でも、あの夢は、ルナが見ようと思って見られる夢ではない。
それに、さっきの伝言は、意味の分かる部分と分からない部分が半々だ。遊園地の夢はよく見るから、もしかしたらまた見るかもしれないが。
ウサギ・コンペってなんだろう?
「あのさ」
ミシェルが言った。
「アンジェリカさんがさ、あたしのカードの意味、――“ガラスで遊ぶ子ネコ”っていうんだけど、その意味は、ルナと考えなっていったの」
ルナはびっくりして、ぴょこんと顔を上げる。
「ええ? あたしわかんないよ」
「うん。でも、考えてよ一緒に。あたしもルナのカードの意味一緒に考えるからさ。ルナのカードはなんていうの? 聞いてるんでしょ?」
「あ、あたしのカードはね、“月を眺める子ウサギ”」
「ウサギね~。ルナらしいっていうか。やっぱウサギだよルナは」
「そりゃウサギは好きだけど」
「……あ。イマリが帰る」
ミシェルが言うので、ルナもまた思わず振り返ってしまう。イマリは、ルナたちには気づかず、のろのろと立ち上がり、まるで幽霊のように力のない足取りで、去って行った。
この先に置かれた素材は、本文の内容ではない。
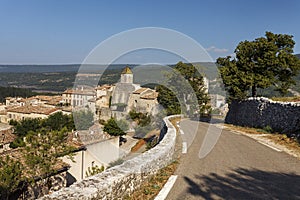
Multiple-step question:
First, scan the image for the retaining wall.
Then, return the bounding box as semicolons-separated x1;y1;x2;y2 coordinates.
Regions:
225;97;300;136
41;115;181;200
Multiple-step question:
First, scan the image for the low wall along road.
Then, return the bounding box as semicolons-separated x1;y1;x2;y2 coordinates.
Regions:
41;115;181;200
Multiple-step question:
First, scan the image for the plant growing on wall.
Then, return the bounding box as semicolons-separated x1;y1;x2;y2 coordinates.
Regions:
85;165;104;177
217;32;300;99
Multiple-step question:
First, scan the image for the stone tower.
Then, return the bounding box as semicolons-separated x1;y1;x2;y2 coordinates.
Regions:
120;66;133;84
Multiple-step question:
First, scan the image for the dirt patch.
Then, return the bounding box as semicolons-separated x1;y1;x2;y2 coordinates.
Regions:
123;118;181;200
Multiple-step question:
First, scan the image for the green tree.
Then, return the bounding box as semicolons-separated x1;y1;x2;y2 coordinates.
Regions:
73;109;94;130
217;32;300;99
42;112;75;131
0;156;25;199
23;128;75;196
103;118;126;136
85;165;104;177
157;62;210;115
9;118;42;137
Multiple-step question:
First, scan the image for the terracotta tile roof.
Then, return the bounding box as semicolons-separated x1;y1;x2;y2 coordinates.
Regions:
0;128;16;144
122;66;132;74
95;85;112;90
63;89;95;96
47;96;62;105
7;106;59;115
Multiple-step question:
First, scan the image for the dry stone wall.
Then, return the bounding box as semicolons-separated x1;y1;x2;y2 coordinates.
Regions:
225;97;300;137
41;115;180;200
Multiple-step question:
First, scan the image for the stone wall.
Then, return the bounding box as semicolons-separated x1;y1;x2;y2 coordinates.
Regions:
42;115;180;200
225;97;300;135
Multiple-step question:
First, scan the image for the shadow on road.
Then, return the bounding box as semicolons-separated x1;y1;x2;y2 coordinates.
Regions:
184;168;300;199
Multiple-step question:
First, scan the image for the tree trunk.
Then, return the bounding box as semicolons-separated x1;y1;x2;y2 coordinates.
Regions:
252;84;257;97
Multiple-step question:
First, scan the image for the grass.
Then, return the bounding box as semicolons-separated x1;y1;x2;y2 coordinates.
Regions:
123;118;180;200
225;124;300;158
123;161;178;200
272;96;300;102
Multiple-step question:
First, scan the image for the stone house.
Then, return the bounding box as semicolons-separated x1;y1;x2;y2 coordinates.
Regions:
0;124;16;153
6;105;61;123
62;88;96;107
128;88;158;115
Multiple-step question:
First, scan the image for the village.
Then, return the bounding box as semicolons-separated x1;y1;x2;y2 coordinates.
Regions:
0;67;171;198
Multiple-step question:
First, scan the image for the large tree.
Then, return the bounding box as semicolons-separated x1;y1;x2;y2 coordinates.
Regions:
0;155;25;199
156;62;210;115
103;118;128;136
217;32;300;99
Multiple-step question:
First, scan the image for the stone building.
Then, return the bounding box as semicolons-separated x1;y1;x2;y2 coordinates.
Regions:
0;123;16;153
6;105;61;122
106;66;158;119
128;88;158;115
62;87;96;107
111;66;141;106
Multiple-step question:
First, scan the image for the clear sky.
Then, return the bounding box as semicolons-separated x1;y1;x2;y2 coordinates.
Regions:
0;0;300;64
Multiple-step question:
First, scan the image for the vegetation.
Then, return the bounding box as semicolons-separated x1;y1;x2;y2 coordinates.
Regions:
157;62;210;116
9;112;75;148
85;165;104;177
73;109;94;130
0;113;75;197
0;87;37;102
0;156;25;199
129;110;164;138
107;158;125;168
23;128;75;192
217;32;300;99
103;118;128;136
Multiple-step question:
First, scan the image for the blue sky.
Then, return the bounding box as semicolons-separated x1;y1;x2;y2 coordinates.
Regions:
0;0;300;64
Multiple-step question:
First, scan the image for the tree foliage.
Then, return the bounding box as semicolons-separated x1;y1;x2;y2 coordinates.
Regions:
9;112;75;148
73;109;94;130
103;118;128;136
217;32;300;99
0;156;25;199
85;165;104;177
157;62;210;115
24;128;74;182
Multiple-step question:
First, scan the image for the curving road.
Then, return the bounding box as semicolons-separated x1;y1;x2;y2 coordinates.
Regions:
167;120;300;200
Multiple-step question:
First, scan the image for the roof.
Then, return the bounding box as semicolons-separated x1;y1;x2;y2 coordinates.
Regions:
63;89;95;96
122;66;132;74
95;85;112;90
0;129;16;144
7;105;59;115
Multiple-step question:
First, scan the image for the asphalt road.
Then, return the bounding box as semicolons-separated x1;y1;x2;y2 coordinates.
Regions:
167;120;300;200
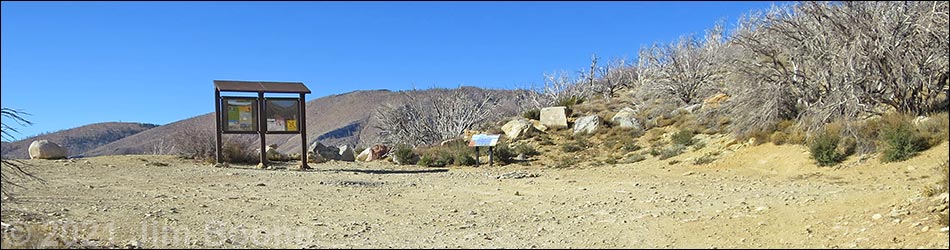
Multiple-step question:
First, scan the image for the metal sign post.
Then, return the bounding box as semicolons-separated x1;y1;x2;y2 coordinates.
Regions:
468;134;501;167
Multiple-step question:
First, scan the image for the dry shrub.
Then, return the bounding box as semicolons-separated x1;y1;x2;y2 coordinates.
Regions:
650;144;686;160
603;127;643;152
623;153;647;163
693;154;716;165
940;161;950;192
808;124;853;167
417;141;480;167
553;155;580;168
769;131;788;145
879;115;929;162
641;129;666;143
670;129;696;146
757;120;806;145
393;144;419;165
915;112;950;147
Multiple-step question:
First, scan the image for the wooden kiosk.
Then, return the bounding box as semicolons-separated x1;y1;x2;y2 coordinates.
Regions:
214;80;310;169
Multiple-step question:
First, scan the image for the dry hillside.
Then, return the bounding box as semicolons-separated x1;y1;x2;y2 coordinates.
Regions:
3;122;158;158
88;87;526;156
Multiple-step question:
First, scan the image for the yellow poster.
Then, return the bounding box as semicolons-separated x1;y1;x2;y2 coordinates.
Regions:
286;119;297;131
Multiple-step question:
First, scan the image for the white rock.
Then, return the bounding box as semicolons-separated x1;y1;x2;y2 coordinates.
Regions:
541;106;567;128
574;115;600;135
29;140;68;159
501;118;535;140
339;145;356;161
610;107;643;129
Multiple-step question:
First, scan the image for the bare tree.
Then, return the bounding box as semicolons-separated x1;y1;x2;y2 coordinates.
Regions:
732;2;950;134
593;58;638;101
376;87;507;146
531;70;594;108
0;108;41;197
639;22;725;104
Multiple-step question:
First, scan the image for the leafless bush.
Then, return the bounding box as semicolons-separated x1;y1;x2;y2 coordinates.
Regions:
638;25;725;104
375;88;507;146
731;2;948;133
531;70;592;109
592;58;638;101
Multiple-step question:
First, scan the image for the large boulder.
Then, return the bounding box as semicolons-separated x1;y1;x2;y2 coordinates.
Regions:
541;106;567;128
501;118;536;140
528;120;548;132
307;153;327;163
574;115;600;135
356;145;389;161
339;145;356;161
610;107;643;129
670;104;703;117
702;93;729;109
258;144;288;161
29;140;68;159
307;142;340;160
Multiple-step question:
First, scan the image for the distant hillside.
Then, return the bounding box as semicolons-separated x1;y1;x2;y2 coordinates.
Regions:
2;122;158;159
87;87;526;156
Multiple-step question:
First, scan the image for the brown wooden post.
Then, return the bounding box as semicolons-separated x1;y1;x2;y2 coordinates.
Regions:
297;93;310;169
488;146;495;166
474;146;478;167
214;87;225;163
257;92;267;167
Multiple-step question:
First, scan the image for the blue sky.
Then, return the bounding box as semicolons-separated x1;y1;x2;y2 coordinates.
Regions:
0;2;772;138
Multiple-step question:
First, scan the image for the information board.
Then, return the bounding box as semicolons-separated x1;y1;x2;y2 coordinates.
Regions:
264;98;300;132
468;134;501;147
222;97;257;132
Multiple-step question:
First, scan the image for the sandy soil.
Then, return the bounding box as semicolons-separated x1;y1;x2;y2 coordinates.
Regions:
0;143;950;249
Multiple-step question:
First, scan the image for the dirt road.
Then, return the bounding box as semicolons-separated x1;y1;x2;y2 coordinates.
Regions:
2;143;948;249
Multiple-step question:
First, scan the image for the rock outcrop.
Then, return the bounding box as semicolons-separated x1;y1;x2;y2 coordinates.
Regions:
29;140;68;159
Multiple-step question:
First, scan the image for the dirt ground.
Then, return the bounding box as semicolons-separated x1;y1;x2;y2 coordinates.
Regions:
0;143;950;249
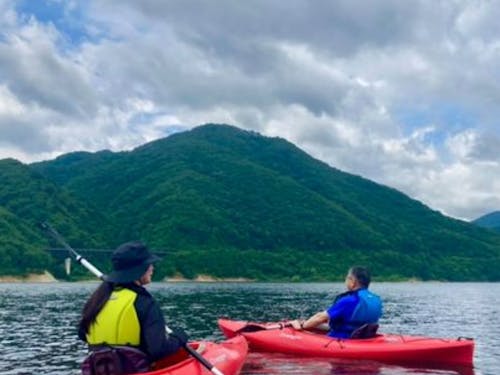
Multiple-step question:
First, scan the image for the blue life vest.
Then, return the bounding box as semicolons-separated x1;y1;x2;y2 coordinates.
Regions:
327;288;382;338
348;289;382;331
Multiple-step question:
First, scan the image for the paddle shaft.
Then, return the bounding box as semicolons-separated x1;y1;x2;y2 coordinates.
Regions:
40;222;224;375
40;223;104;280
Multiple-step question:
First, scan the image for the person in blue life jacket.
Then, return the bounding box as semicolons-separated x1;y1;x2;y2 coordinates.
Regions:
78;241;188;375
290;266;382;338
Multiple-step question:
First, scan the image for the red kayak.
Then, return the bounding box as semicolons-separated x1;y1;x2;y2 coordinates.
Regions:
140;336;248;375
218;319;474;367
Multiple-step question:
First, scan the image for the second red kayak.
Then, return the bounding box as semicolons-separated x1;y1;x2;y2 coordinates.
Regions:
218;319;474;367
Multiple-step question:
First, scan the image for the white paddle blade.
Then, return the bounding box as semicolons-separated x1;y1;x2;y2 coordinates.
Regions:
64;258;71;276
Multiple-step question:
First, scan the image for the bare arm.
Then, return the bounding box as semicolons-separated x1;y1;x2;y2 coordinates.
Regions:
290;311;328;329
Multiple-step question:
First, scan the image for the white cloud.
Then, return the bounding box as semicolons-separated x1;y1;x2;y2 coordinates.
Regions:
0;0;500;218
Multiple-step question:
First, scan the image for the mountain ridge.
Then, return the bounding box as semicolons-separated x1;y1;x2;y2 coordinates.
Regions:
0;124;500;280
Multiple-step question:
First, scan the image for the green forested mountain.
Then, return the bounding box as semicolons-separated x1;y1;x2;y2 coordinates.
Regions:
0;125;500;280
0;159;111;274
472;211;500;232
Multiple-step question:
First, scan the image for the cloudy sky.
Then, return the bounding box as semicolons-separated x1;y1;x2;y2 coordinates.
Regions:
0;0;500;220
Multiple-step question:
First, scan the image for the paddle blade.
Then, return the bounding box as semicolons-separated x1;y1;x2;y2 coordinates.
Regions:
64;258;71;276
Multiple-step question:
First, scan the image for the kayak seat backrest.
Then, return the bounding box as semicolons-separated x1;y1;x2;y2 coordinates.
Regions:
351;323;378;339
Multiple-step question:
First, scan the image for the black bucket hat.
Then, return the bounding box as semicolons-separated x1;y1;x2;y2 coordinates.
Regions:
106;241;161;283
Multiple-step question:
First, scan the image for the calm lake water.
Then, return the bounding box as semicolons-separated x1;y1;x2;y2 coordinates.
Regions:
0;283;500;375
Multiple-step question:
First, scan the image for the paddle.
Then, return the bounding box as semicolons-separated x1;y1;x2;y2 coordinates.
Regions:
235;323;292;333
40;222;224;375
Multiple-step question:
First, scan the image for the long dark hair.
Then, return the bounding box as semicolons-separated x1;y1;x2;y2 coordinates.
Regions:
79;281;115;334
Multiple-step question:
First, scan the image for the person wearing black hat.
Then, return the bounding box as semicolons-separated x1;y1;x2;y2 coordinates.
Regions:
78;242;187;375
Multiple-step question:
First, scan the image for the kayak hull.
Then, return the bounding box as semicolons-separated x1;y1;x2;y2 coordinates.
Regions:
218;319;474;367
141;336;248;375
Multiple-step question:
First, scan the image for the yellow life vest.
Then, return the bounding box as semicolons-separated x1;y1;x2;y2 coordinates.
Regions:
87;288;141;346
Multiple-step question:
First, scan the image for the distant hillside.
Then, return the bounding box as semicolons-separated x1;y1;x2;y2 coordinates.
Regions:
0;159;111;274
472;211;500;232
26;124;500;280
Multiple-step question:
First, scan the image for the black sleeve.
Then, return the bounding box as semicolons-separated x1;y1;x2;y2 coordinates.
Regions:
136;295;181;361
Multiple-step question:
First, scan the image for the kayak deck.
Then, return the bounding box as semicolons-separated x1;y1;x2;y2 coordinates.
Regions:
218;319;474;366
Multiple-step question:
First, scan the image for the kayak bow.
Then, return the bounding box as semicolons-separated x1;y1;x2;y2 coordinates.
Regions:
218;319;474;366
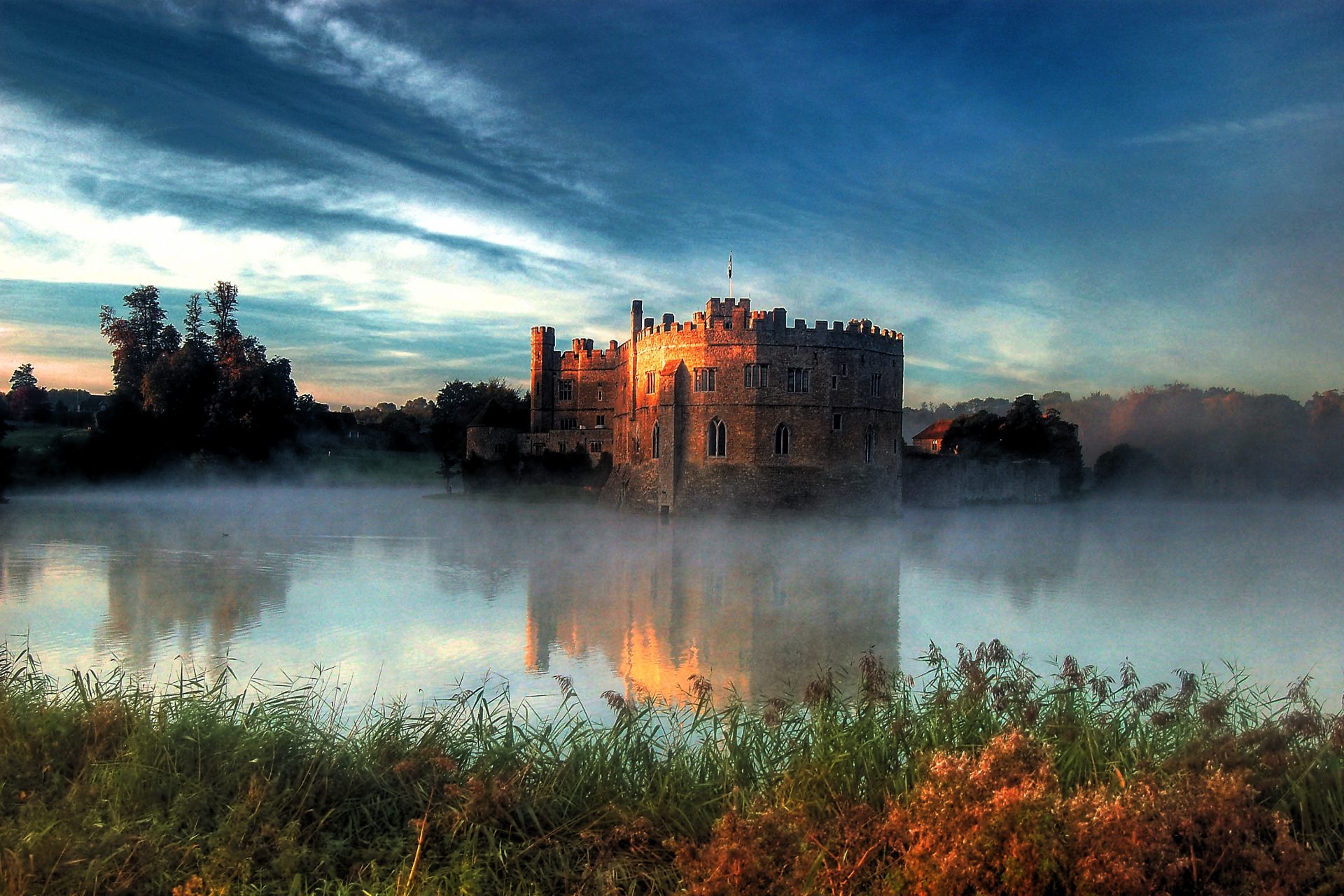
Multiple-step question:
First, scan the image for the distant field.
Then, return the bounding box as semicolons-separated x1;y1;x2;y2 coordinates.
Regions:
4;423;89;454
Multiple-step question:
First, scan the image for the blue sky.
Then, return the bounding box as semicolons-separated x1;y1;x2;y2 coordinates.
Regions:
0;0;1344;405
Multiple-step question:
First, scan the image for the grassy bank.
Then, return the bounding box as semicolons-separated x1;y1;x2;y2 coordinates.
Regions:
0;642;1344;895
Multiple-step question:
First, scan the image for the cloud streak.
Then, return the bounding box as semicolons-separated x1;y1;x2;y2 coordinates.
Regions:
1125;102;1344;146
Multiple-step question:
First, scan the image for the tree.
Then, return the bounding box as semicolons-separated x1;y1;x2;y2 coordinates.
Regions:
9;364;38;390
98;286;181;398
942;395;1084;493
430;379;531;465
0;421;18;504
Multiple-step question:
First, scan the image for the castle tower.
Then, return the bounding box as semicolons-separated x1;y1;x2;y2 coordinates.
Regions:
532;326;556;433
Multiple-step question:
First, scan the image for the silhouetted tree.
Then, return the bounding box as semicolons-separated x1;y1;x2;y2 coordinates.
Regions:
90;281;298;472
8;386;51;423
430;379;531;465
9;364;38;390
141;340;219;453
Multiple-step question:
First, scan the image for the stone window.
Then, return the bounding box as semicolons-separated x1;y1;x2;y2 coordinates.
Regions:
706;418;729;456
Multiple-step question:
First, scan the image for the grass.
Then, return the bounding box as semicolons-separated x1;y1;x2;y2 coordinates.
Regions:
0;642;1344;896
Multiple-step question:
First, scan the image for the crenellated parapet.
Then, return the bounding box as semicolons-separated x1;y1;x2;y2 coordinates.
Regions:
634;298;904;355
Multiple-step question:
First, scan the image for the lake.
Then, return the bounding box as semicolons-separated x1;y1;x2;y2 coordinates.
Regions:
0;488;1344;710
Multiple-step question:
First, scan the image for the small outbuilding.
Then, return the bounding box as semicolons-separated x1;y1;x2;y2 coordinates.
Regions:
911;418;951;454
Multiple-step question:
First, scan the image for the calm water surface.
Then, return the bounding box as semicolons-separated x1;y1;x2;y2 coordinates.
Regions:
0;489;1344;709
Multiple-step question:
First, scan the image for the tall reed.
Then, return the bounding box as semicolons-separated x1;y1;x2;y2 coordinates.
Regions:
0;640;1344;895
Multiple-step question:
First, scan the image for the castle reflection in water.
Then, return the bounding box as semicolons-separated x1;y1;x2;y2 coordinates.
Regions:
524;520;900;699
0;488;1344;705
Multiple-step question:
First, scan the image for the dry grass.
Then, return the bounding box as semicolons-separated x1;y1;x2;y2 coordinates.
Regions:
0;642;1344;896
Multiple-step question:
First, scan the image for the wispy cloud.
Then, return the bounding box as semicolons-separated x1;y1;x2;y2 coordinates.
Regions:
250;1;511;137
1125;102;1344;146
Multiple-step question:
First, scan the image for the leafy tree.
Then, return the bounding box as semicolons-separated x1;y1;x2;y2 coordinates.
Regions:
0;419;18;504
942;395;1084;493
98;286;181;398
9;364;38;390
141;340;219;453
90;281;298;472
183;293;212;355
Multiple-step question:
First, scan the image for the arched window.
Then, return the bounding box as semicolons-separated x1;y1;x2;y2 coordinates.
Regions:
706;418;729;456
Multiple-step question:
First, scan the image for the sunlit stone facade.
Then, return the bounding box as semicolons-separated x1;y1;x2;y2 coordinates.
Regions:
524;298;904;514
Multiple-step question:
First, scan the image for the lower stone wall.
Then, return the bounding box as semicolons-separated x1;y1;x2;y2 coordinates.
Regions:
902;454;1062;506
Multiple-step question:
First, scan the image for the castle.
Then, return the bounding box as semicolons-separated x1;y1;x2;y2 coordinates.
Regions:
469;298;904;516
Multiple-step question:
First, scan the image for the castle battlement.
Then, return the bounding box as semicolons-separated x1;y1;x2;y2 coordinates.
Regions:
634;309;904;349
520;297;904;513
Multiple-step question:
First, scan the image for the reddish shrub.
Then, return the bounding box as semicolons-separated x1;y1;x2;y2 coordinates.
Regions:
1063;770;1317;896
676;808;802;896
904;731;1059;896
678;805;902;896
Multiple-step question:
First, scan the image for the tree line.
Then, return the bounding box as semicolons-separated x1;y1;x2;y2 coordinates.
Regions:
906;383;1344;496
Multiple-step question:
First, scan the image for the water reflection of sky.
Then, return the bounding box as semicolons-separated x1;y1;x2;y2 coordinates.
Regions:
0;489;1344;704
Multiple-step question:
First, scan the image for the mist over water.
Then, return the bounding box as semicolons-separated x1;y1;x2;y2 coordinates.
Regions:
0;488;1344;708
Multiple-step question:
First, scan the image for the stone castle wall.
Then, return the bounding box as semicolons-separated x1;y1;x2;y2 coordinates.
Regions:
532;300;904;513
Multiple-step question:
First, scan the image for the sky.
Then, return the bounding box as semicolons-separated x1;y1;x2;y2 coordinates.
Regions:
0;0;1344;406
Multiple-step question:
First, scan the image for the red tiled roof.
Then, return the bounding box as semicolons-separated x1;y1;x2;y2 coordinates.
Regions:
911;418;951;442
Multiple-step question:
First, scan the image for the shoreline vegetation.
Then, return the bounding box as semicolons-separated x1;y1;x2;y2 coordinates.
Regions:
0;640;1344;896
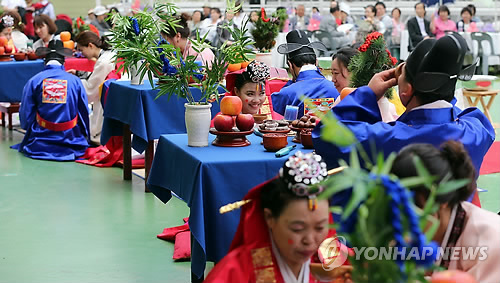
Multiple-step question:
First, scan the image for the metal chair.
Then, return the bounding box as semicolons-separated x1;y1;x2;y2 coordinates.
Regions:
471;32;499;75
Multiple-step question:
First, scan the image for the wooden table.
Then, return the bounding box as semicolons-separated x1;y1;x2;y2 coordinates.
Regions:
463;89;499;125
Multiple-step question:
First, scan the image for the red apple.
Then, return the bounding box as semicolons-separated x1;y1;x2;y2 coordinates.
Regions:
431;270;478;283
236;114;255;131
220;95;243;116
4;45;12;54
0;36;9;46
214;114;234;132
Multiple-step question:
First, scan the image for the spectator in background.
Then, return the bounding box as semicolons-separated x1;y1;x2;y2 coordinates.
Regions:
290;4;309;30
188;10;203;38
106;7;120;27
375;1;392;33
91;6;111;34
0;10;28;50
431;5;457;39
467;4;481;23
339;2;354;24
406;3;432;51
332;47;359;93
202;5;212;20
457;7;479;32
1;0;26;12
33;15;59;51
33;0;56;21
389;8;405;61
200;8;221;44
319;6;350;50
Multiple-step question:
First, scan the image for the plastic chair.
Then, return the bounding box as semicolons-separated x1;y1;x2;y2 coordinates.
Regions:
471;32;498;75
313;29;338;57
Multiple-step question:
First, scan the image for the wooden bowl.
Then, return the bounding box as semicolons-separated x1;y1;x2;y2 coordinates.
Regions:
253;114;267;124
263;133;288;151
14;53;26;61
309;263;352;282
300;129;314;148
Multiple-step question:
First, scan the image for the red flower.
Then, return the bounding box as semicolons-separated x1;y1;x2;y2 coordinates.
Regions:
391;56;398;66
260;8;271;23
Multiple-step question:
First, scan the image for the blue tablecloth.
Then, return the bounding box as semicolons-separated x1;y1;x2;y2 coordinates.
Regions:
0;60;44;102
147;134;312;277
101;81;224;152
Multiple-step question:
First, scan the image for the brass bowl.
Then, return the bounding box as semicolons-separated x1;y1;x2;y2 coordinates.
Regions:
263;133;288;151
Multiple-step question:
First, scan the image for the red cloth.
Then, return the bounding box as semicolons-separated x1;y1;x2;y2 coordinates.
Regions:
76;136;123;167
204;179;342;283
479;142;500;175
64;58;95;72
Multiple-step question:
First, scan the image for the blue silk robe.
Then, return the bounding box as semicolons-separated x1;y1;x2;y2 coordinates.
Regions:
312;87;495;172
12;65;89;161
271;70;339;118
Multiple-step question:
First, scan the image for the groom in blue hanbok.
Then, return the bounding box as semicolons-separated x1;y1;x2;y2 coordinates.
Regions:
12;40;89;161
313;34;495;175
271;30;339;115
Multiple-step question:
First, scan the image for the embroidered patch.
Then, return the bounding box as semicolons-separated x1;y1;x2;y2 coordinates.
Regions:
252;247;273;268
255;267;276;283
42;79;68;104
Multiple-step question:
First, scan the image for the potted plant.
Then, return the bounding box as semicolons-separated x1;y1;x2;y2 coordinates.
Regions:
109;3;178;84
252;8;288;66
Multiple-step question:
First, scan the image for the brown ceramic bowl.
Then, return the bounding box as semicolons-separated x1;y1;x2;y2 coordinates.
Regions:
28;52;38;60
300;130;314;148
263;134;288;151
253;114;267;124
14;53;26;61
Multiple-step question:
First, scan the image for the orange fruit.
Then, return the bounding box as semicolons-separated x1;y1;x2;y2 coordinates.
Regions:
340;87;356;100
59;31;71;42
227;63;241;72
63;40;75;50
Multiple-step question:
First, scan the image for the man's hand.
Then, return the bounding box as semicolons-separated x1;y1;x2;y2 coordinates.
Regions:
368;69;398;100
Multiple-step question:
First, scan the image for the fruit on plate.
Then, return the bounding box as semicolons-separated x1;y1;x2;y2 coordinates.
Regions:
431;270;478;283
220;95;243;116
214;114;233;132
0;36;9;46
236;114;255;131
227;63;241;72
63;40;75;50
59;31;71;42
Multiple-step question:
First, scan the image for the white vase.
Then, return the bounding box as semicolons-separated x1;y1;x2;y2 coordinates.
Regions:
184;103;212;147
255;52;273;67
129;61;144;85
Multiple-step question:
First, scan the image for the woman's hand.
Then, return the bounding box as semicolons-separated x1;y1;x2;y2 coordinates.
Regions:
368;69;398;100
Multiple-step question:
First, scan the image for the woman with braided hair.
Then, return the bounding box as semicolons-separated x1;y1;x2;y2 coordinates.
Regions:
392;141;500;282
68;31;116;144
ミシェルは、「……なんかあの様子じゃ、宇宙船に残してもらっても、自分で降りちゃうかもしんないね」と言った。
ルナも、そうかもしれないとなんとなく思ったが、ただその姿を見送った。
イマリにも、ブレアにも、いい思いはない。相手だってそうだろうと思う。だから、声をかけたくもなかったけれど、あんなに消沈しているのを見ると、ちょっぴり気の毒には思う。
だがルナは、すこしイマリのカードには興味がわいていた。
ルナが知っている仲間のカードはネコ科が多い。ミシェルもリサもキラもネコ。エレナやジュリもだ。
ルナだけはなぜかウサギ。周りがみんなネコばかりなのに、ルナはウサギ。ウサギはルナ以外いないのだろうか。夢の中で黒ウサギを見たことがあるが、だれか分からない。
アンジェリカの伝言によると、イマリのカードもウサギらしいのだ。
反抗的なウサギ、というのが彼女らしい気もするが、ルナとしては、身近に現れた、はじめてのウサギ仲間なのだ。
仲良くなれそうな気はしないが、ルナは、なんとなく、イマリのカードのウサギを、知りたいと思った。
さて、そのころ。アズラエルとクラウドは。
ふたりは、もう十五杯目を数えるコーヒーを飲み干しつつ、カサンドラの「予言」について話をしていたのだった。
互いに知っている情報はバラバラだ。そのバラバラな情報を、ここでぜんぶまとめようと提案したのはアズラエルのほうだった。なにしろ、それらの予言はルナに関わるものだからだ。
最近、ルナの周辺には厄介ごとが多い。一度まとめてみようといったアズラエルに、クラウドは、否とは言わなかった。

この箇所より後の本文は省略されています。